Advances in Diagnostics


In a study describing a 140 percent increase in thyroid cancers diagnoses from 1973 to 2002, published in The Journal of the American Medical Association in 2006, researchers at the Veterans Affairs medical center in White River Junction, Vt., also concluded that the rise was the result of “increased diagnostic scrutiny.”


They noted that if there were a true increase in thyroid cancer, the rise would be reflected in patients at every stage of the disease. But in their study, 87 percent of the increase was attributable to diagnoses of small papillary thyroid cancers, many of which would never have caused any problem.


The fact that thyroid cancer increased in all age groups from 2000 to 2008, Dr. Brawley said, “is more consistent with the introduction of new diagnostic technology than with any cause like mammography.” If mammography were a factor in the rise of thyroid cancer, he added, you’d expect to see a greater rise in women older than 50 than in women ages 20 to 40.


Dr. Leonard Wartofsky, a thyroid cancer specialist at Washington Hospital Center in the District of Columbia, said in an interview, “The doses associated with mammography have been well studied and well calibrated. As long as it is done with modern equipment, women should not be concerned. That degree of radiation is not consequential.”


The higher rates of thyroid cancer found in women could also reflect the fact that many are checked annually by gynecologists, who routinely examine the thyroid region for possible enlargement, Dr. Brawley suggested.
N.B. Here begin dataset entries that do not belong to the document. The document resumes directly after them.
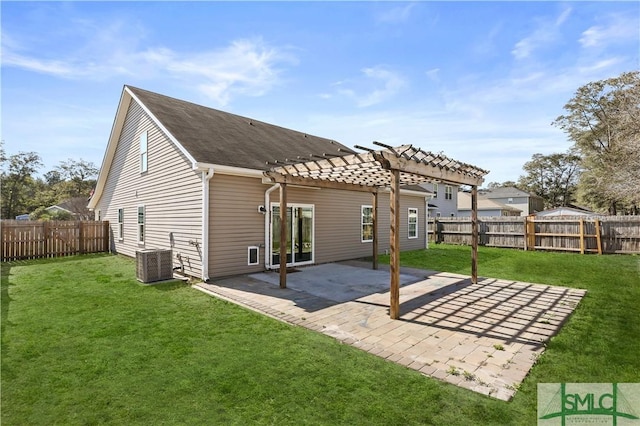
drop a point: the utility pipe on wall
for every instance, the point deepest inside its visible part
(207, 174)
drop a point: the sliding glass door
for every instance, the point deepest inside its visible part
(299, 234)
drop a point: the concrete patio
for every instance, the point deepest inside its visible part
(484, 337)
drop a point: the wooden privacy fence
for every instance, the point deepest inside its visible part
(22, 239)
(602, 234)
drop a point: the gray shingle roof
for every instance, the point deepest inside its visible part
(218, 137)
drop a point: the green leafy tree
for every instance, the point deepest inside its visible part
(554, 177)
(603, 121)
(78, 178)
(18, 184)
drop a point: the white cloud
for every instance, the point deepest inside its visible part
(617, 28)
(247, 67)
(379, 85)
(546, 32)
(396, 15)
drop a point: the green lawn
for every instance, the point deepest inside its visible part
(84, 343)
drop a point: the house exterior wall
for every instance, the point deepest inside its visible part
(521, 203)
(445, 207)
(235, 222)
(481, 213)
(170, 191)
(527, 204)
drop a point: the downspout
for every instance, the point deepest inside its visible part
(207, 174)
(267, 226)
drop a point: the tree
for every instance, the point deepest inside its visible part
(79, 178)
(18, 184)
(603, 121)
(554, 177)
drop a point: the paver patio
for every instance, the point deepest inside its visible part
(484, 337)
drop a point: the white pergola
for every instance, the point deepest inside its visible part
(370, 171)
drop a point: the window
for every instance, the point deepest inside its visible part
(413, 223)
(141, 224)
(448, 192)
(144, 161)
(253, 255)
(120, 224)
(367, 223)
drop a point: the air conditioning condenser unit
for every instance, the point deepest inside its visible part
(154, 265)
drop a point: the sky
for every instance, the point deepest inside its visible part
(480, 82)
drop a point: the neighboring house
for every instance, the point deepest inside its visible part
(445, 199)
(527, 203)
(76, 207)
(183, 176)
(565, 211)
(486, 207)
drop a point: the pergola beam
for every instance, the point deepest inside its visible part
(283, 235)
(275, 177)
(367, 172)
(394, 243)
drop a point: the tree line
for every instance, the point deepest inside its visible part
(601, 170)
(22, 192)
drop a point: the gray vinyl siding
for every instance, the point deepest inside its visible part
(446, 208)
(170, 191)
(235, 223)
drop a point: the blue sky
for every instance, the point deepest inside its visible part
(478, 81)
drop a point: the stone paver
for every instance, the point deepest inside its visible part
(483, 337)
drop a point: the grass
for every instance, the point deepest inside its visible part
(84, 343)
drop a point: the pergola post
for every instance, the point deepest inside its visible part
(474, 234)
(375, 230)
(394, 242)
(283, 235)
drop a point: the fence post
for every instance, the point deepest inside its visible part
(530, 232)
(105, 236)
(45, 233)
(81, 235)
(598, 237)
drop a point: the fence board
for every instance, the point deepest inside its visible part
(602, 234)
(23, 239)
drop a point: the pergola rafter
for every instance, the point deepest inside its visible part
(389, 167)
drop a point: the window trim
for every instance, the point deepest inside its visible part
(121, 224)
(257, 250)
(141, 225)
(412, 212)
(363, 223)
(144, 152)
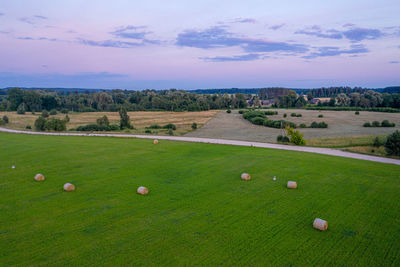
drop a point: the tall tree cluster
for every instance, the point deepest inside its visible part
(114, 100)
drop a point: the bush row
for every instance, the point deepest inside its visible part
(4, 120)
(384, 123)
(168, 126)
(390, 110)
(314, 124)
(53, 124)
(97, 127)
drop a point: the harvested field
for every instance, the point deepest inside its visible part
(139, 119)
(341, 123)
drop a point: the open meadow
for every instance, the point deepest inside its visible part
(345, 128)
(198, 210)
(139, 119)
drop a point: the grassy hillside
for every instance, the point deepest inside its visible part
(198, 210)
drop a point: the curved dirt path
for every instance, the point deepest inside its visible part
(318, 150)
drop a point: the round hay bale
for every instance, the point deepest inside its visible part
(320, 224)
(245, 176)
(143, 190)
(39, 177)
(292, 184)
(69, 187)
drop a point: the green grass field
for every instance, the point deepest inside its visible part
(198, 211)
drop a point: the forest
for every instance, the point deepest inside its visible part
(18, 99)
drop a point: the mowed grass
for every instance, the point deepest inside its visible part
(139, 119)
(198, 211)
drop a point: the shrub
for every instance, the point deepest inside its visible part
(170, 126)
(5, 119)
(282, 139)
(376, 124)
(155, 126)
(295, 137)
(125, 122)
(45, 114)
(392, 144)
(66, 118)
(253, 113)
(322, 125)
(279, 124)
(40, 123)
(97, 128)
(386, 123)
(103, 121)
(258, 120)
(378, 142)
(55, 124)
(21, 109)
(113, 127)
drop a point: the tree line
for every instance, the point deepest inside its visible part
(114, 100)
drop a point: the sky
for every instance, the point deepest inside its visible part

With regard to dental X-rays, he noted that the amount of radiation exposure associated with them has decreased considerably in the last 20 years, which is inconsistent with a rise in thyroid cancer diagnoses.


Radiation Risks


To be sure, exposure to high doses of radiation, especially in childhood, raises the risk of cancer, and thyroid cancer in particular. Well before this risk was recognized, radiation was widely used to treat benign conditions like enlarged tonsils and adenoids, acne and ringworm of the scalp.


Thyroid cancers afflicted many who were exposed as children, or even prenatally, to large amounts of radiation when Americans dropped atomic bombs in Japan in 1945 and when the Chernobyl accident occurred in 1986.
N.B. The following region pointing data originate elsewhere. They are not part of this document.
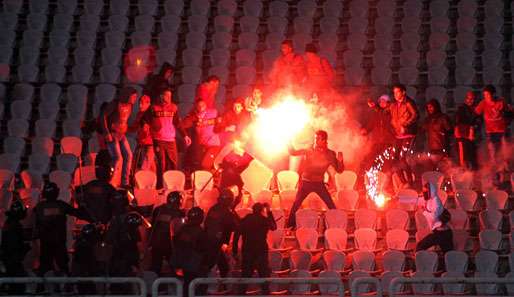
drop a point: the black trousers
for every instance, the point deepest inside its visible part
(443, 239)
(304, 189)
(467, 153)
(161, 252)
(166, 158)
(255, 261)
(53, 252)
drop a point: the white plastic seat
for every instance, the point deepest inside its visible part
(111, 56)
(140, 38)
(277, 24)
(7, 37)
(223, 23)
(165, 55)
(114, 39)
(300, 40)
(174, 7)
(200, 7)
(278, 8)
(67, 162)
(109, 74)
(12, 6)
(93, 7)
(249, 23)
(119, 7)
(39, 162)
(71, 127)
(9, 162)
(146, 179)
(43, 145)
(303, 25)
(18, 128)
(14, 145)
(67, 6)
(222, 40)
(195, 40)
(245, 75)
(147, 7)
(248, 40)
(45, 128)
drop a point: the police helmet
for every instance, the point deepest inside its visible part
(17, 210)
(104, 172)
(226, 197)
(89, 231)
(174, 199)
(50, 191)
(195, 216)
(133, 220)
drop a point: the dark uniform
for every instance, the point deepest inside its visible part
(254, 230)
(96, 195)
(50, 228)
(220, 222)
(191, 247)
(14, 248)
(164, 216)
(233, 165)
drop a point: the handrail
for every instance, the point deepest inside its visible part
(69, 280)
(295, 280)
(397, 281)
(167, 280)
(366, 280)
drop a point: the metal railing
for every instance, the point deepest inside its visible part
(398, 281)
(79, 280)
(268, 281)
(359, 281)
(164, 281)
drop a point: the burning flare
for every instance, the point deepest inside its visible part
(275, 127)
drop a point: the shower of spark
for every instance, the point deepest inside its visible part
(275, 127)
(372, 176)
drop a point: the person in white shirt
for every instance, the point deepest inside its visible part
(438, 218)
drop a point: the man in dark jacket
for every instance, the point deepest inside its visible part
(220, 223)
(437, 127)
(315, 162)
(191, 247)
(115, 126)
(467, 126)
(254, 230)
(14, 248)
(96, 195)
(50, 227)
(163, 218)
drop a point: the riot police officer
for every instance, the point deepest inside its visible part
(164, 218)
(50, 227)
(14, 248)
(85, 262)
(220, 223)
(191, 247)
(96, 195)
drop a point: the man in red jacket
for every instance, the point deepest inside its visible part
(494, 112)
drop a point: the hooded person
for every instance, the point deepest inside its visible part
(115, 126)
(164, 219)
(319, 74)
(50, 216)
(437, 127)
(191, 249)
(157, 82)
(13, 247)
(220, 223)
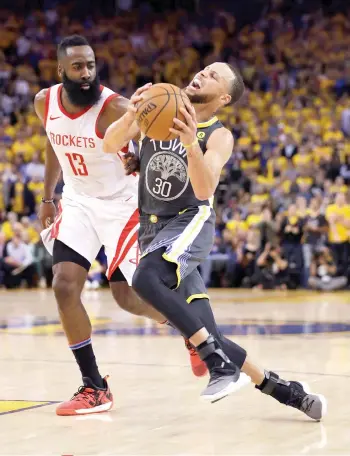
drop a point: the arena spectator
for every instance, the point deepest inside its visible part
(323, 272)
(287, 182)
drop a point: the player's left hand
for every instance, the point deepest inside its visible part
(187, 132)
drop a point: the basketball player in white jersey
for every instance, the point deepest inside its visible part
(98, 207)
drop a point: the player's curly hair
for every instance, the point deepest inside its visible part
(237, 84)
(71, 41)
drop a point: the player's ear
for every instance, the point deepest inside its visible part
(226, 99)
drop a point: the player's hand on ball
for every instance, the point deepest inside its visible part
(131, 163)
(187, 132)
(47, 213)
(136, 98)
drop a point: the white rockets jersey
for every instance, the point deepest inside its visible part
(87, 170)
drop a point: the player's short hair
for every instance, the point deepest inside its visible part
(236, 85)
(70, 41)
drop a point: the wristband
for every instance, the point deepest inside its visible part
(192, 144)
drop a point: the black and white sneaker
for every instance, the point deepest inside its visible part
(225, 377)
(313, 405)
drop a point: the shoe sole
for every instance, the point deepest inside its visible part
(99, 409)
(232, 387)
(323, 400)
(200, 371)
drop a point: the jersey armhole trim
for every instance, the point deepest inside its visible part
(111, 97)
(47, 104)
While very large doses of radiation destroy the thyroid, moderately high doses — like those that are used to treat Hodgkin’s disease or tumors of the head and neck — can cause genetic mutations that develop into cancer.
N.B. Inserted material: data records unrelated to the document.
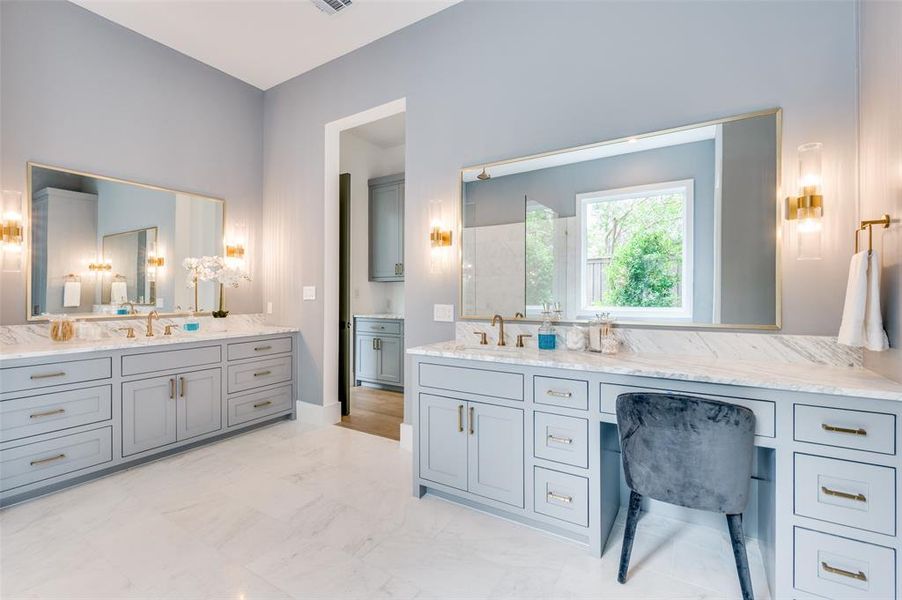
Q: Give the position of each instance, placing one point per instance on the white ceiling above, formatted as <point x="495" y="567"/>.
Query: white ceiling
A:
<point x="385" y="133"/>
<point x="263" y="42"/>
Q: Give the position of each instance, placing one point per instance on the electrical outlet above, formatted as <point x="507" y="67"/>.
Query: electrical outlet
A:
<point x="443" y="313"/>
But what of lower doses? Studies of the relationship between frequent dental X-rays and thyroid cancer have been conflicting, and in some the methodology has been suspect. (Some reports, including a frightening one from Kuwait, relied on people’s ability to remember the X-rays they received.)


But the best study of diagnostic X-ray exams, conducted in Sweden, where precise medical records are kept, found no connection to thyroid cancer.


Other factors linked to an increased risk of thyroid cancer include consumption of nitrates in public water supplies (from fertilizer runoff) and certain vegetables, and goiter caused by insufficient iodine in the diet.


Playing It Safe


There’s no harm in asking a mammographer to use a lead thyroid collar, and a lead apron should cover the front of the neck during dental X-rays. Still, some internal radiation scatter will occur, Dr. Brawley said.


Dr. Wartofsky suggested that women worried about the radiation from a mammogram could have an M.R.I. or ultrasound exam instead. But check first on insurance coverage for these alternatives.


For dental checkups, find a dentist who uses digital X-rays, which deliver much less radiation. “We’ve said for years that the amount of radiation from dental X-rays is not enough to cause cancer,” Dr. Wartofsky said.


And don’t let irrational fear get the better of you: It is simply not possible to detect all dental decay without X-rays, and missing hidden decay could result in the need for a root canal or extraction of the tooth.